It’s “no pain, no gain” for the desperate suckers of Cheap Thrills

If you desperately needed money, what would you be willing to do in order to get your hands on a lot of it quickly? Living down to its title, Cheap Thrills poses an especially grim and grisly version of this question, setting up a game in which a pair of wealthy sadists, Colin (David Koechner) and Violet (Sara Paxton), offer two hungry losers wads of cash in exchange for escalating acts of humiliation and violence. Craig (Pat Healy), a struggling writer, has just been laid off from his job as an auto mechanic and owes $4,500 in back rent; he’ll be evicted in a week (along with his wife and 15-month-old son) if he can’t come up with the full amount, and even that would only buy him a month. By chance, Craig has just run into an old high school pal, Vince (Ethan Embry), who works as a collector for a loan shark and is more than ready to cut corners—among other things—en route to a big score. Drinking together in a bar, they’re befriended by Colin and Violet, who initially pit them against each other in simple, innocuous contests ($50 for whoever downs a shot first), then take them to their house and gradually up the ante in increasingly sick ways.

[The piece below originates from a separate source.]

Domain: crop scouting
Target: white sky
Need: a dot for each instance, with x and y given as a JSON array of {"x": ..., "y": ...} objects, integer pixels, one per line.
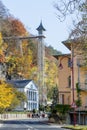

In order for this scenario to work, each step down the ladder into the pit of degradation has to be credible. Craig and Vince aren’t being held against their will (a nice touch)—they’re free to turn down any offer, even after they idiotically try to rob Colin of the $250,000 Vince spies in the office safe. Early on, when the stakes are relatively low, everything is perfectly judged, from the hints that the ultra-passive Violet is largely controlling the situation to the ways in which Craig and Vince are manipulated to turn against each other. (Sensible people would quietly agree to work together and split the proceeds evenly, but festering resentment about their respective lots in life ensures that this option never even occurs to them.) Later on, however, screenwriters Trent Haaga (Deadgirl) and David Chirchirillo have some strange ideas about relative degrees of awfulness. Both men leap at the chance to experience tremendous pain and potentially permanent disfigurement for just $15,000; a bit later, $50,000 has a hard time persuading them to perform an act that thousands of people around the world do every single day without hesitation.

Even if Cheap Thrills isn’t always plausible, though, it’s still a fair amount of twisted fun, thanks mostly to a surprisingly, effectively low-key turn by Koechner as the game’s emcee. Rather than double down on the crass-boor persona he perfected in the Anchorman films and on The Office, he makes Colin almost disturbingly affable—just a party guy who enjoys seeing what his money can persuade others to endure. (The film’s class-war subtext isn’t terribly subtle, but neither is it overstated.) Healy and Embry, by contrast, aren’t as believably agonized as were the participants in last year’s little-seen Would You Rather, a similar sick-puppy contest in which the choices made are genuinely disturbing, even thought-provoking. Cheap Thrills merely concludes that the average person will sink to virtually any level for enough dough, and its knee-jerk cynicism is fairly easy to shrug off. Few will look at Craig and think “that could be me.”